古磊性格質樸,但有倔強的一麵,不喜歡認錯。他這樣主動檢討,蘇米心裏更痛,她恨自己。
“你想過嗎?如果換個人陪你,你可能會更幸福。”
“不會。第一次見你我就知道,你是上天送給我的禮物。”
“我不是禮物。”
“你不了解我的感覺。我疏懶,任性,那是因為在你麵前我很放鬆,跟你在一起我沒有任何排異反應,你是我的一部分。我從沒想過讓你離開我。”

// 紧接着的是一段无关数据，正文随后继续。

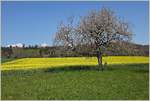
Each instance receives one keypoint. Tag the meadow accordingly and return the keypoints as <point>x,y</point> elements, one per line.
<point>78,78</point>
<point>33,63</point>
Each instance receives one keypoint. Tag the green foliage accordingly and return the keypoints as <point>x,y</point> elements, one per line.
<point>122,82</point>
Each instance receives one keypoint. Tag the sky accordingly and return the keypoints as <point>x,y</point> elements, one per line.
<point>35,22</point>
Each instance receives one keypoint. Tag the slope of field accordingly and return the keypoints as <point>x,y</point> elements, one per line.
<point>117,82</point>
<point>33,63</point>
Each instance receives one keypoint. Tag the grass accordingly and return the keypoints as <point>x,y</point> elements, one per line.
<point>119,82</point>
<point>33,63</point>
<point>3,60</point>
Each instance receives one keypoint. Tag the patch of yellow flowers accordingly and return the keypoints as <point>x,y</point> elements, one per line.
<point>32,63</point>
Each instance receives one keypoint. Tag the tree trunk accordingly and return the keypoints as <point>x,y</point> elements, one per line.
<point>99,57</point>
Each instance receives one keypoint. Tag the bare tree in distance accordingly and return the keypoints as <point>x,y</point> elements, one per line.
<point>101,28</point>
<point>97,28</point>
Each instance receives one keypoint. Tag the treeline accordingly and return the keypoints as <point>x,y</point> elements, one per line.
<point>123,50</point>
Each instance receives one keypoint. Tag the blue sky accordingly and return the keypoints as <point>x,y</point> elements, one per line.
<point>35,22</point>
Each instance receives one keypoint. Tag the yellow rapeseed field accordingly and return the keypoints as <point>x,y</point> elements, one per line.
<point>32,63</point>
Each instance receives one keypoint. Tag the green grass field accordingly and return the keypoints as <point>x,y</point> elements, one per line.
<point>124,78</point>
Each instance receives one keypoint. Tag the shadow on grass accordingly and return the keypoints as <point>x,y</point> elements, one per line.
<point>136,68</point>
<point>142,68</point>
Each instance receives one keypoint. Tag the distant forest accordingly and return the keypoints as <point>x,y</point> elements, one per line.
<point>128,49</point>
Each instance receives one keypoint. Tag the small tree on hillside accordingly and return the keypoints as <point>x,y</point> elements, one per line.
<point>97,29</point>
<point>101,28</point>
<point>65,36</point>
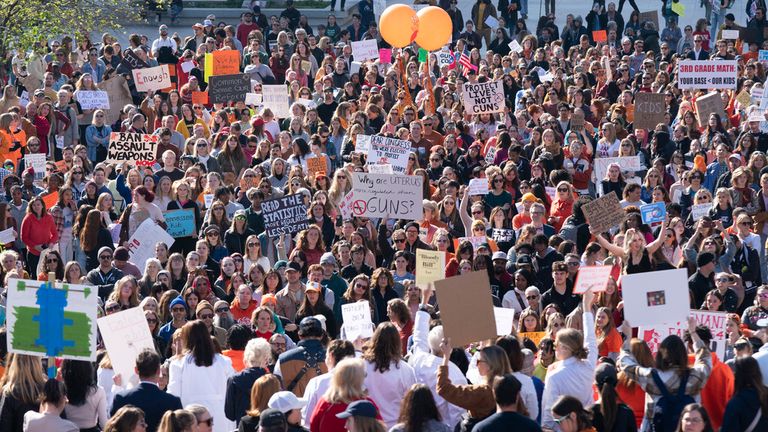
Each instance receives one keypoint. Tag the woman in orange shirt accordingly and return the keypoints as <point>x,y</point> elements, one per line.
<point>608,338</point>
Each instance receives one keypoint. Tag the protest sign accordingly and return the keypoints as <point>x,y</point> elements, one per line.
<point>626,163</point>
<point>505,320</point>
<point>445,57</point>
<point>357,320</point>
<point>482,98</point>
<point>594,278</point>
<point>253,99</point>
<point>649,110</point>
<point>50,199</point>
<point>652,16</point>
<point>276,98</point>
<point>653,213</point>
<point>430,266</point>
<point>515,46</point>
<point>152,79</point>
<point>385,55</point>
<point>383,195</point>
<point>391,151</point>
<point>7,236</point>
<point>707,74</point>
<point>228,88</point>
<point>604,213</point>
<point>599,36</point>
<point>317,165</point>
<point>36,161</point>
<point>285,215</point>
<point>181,223</point>
<point>119,96</point>
<point>478,186</point>
<point>132,147</point>
<point>46,321</point>
<point>200,98</point>
<point>698,211</point>
<point>142,244</point>
<point>716,321</point>
<point>535,337</point>
<point>365,50</point>
<point>132,61</point>
<point>380,169</point>
<point>460,297</point>
<point>711,103</point>
<point>92,99</point>
<point>657,297</point>
<point>730,34</point>
<point>126,334</point>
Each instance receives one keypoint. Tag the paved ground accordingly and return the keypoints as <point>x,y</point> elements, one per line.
<point>535,10</point>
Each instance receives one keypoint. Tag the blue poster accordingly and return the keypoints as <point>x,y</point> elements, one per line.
<point>181,223</point>
<point>653,213</point>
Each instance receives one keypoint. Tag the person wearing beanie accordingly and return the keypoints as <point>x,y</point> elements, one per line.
<point>105,275</point>
<point>609,413</point>
<point>703,281</point>
<point>204,312</point>
<point>178,310</point>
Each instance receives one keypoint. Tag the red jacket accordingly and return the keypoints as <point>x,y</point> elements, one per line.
<point>36,232</point>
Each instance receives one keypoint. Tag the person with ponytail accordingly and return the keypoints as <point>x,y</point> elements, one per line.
<point>608,413</point>
<point>52,403</point>
<point>178,421</point>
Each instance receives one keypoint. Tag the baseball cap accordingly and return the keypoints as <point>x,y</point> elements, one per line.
<point>499,255</point>
<point>294,266</point>
<point>272,418</point>
<point>361,408</point>
<point>285,401</point>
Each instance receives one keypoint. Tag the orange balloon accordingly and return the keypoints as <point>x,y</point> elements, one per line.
<point>435,28</point>
<point>398,25</point>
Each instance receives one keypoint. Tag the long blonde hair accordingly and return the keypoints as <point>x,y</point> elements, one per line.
<point>24,377</point>
<point>347,382</point>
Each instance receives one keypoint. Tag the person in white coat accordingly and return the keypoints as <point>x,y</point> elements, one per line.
<point>388,377</point>
<point>200,376</point>
<point>425,361</point>
<point>573,373</point>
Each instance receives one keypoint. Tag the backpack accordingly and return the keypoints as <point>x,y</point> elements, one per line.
<point>666,413</point>
<point>569,230</point>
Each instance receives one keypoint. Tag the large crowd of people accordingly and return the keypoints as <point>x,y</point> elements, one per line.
<point>248,328</point>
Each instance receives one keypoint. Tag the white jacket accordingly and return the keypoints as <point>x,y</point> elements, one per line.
<point>203,385</point>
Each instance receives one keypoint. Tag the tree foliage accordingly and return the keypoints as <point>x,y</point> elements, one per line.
<point>24,22</point>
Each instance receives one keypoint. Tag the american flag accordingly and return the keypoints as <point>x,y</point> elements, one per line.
<point>465,63</point>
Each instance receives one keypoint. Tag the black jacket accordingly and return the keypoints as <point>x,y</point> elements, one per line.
<point>238,397</point>
<point>153,401</point>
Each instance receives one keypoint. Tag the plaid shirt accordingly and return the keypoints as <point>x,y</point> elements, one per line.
<point>697,377</point>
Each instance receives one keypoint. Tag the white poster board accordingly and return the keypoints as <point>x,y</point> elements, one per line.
<point>657,297</point>
<point>275,97</point>
<point>126,334</point>
<point>142,245</point>
<point>357,320</point>
<point>383,195</point>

古磊的告白,讓蘇米不斷加深對她自己的恨。但她隻能靜靜地躺著,默默無語。
“不管你明不明白,我都想讓你知道,對我來說,你不隻是一個妻子,老婆可以離了再娶,你是我的生活依據,沒有你,我不知道該怎麽生活。”
“也許會有更好的人代替我。”
“在你之前,我和人同居過。抱歉,本來不想告訴你。和別的女人處過,我更知道什麽才是融洽和諧。你經曆單純,不知道和一個異性在一起沒排異反應,有多難得!我會珍惜你,也希望你不要再讓我傷心。”